Big Data Analysis with R
When the database grows in size, it is important to find the solution that best suits your needs. In this course we start with the use of databases to analyze a much larger data than the one that’s accessible with the simple R and we will move on increasing the data size until we understand how the distributed architectures work and how to use Apache Hadoop and Apache Spark with R and Sparklyr.
Topics include
- Introduction to data lakes
- The fundamentals of database theory
- Main technologies for data lakes
- Manipulate data on the disk
- Lazy operations
- Data Import and Manipulation
- Distributed Architectures
- Principles
- Cloudera HDFS
- Hive and Apache Spark
- Sparklyr
- Standalone testing mode and distributed mode
- Data Import and Distributed Manipulation
- Relational data and Joins
- In-memory Caching
- In-memory Distributed computation
- Machine Learning Pipelines
- Introduction to the main Machine Learning Algorithms
What you will be able to do
- Select the architecture that best suits your needs, selecting which type of database or distributed architecture.

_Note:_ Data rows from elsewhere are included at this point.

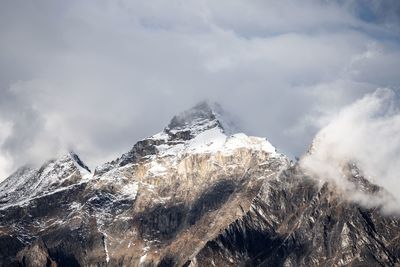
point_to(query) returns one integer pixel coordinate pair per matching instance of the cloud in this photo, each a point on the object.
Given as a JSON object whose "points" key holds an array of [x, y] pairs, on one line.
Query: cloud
{"points": [[365, 133], [98, 76]]}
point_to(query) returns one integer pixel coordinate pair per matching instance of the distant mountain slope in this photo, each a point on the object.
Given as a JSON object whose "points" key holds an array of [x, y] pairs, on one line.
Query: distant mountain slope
{"points": [[195, 194]]}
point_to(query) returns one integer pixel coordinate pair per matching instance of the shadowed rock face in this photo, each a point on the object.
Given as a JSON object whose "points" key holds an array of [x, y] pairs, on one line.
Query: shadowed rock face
{"points": [[189, 196]]}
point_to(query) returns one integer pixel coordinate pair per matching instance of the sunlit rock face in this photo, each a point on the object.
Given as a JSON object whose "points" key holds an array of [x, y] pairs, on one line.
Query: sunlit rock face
{"points": [[196, 194]]}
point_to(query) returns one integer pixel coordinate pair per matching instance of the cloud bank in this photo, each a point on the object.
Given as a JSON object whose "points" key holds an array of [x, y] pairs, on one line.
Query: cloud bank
{"points": [[365, 133], [96, 76]]}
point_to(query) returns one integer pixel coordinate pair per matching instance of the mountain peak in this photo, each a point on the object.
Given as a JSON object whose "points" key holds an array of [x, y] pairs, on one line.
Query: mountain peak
{"points": [[203, 116]]}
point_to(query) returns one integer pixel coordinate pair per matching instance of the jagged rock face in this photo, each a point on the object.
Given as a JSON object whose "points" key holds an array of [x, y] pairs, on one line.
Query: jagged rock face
{"points": [[194, 194]]}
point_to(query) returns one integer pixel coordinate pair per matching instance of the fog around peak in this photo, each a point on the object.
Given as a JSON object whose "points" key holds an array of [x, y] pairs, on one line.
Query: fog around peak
{"points": [[97, 76]]}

- Import, manipulate data in that architecture
- Understand the basics and the limitations of the architecture in terms of data and of kind of analysis
- Use the main Machine Learnings algorithms on a distributed architecture
Duration
2 days.
Pre requisites
- Basics of R programming and Tidyverse
- Nice to have: Dplyr or SQL basics
Audience
This course provides the foundations for analyzing and using a big dataset and is also recommended for anyone who needs to understand how the size of the data affects the analysis process or results and, consequently, understand what benefits the usage of these technologies provides to the business.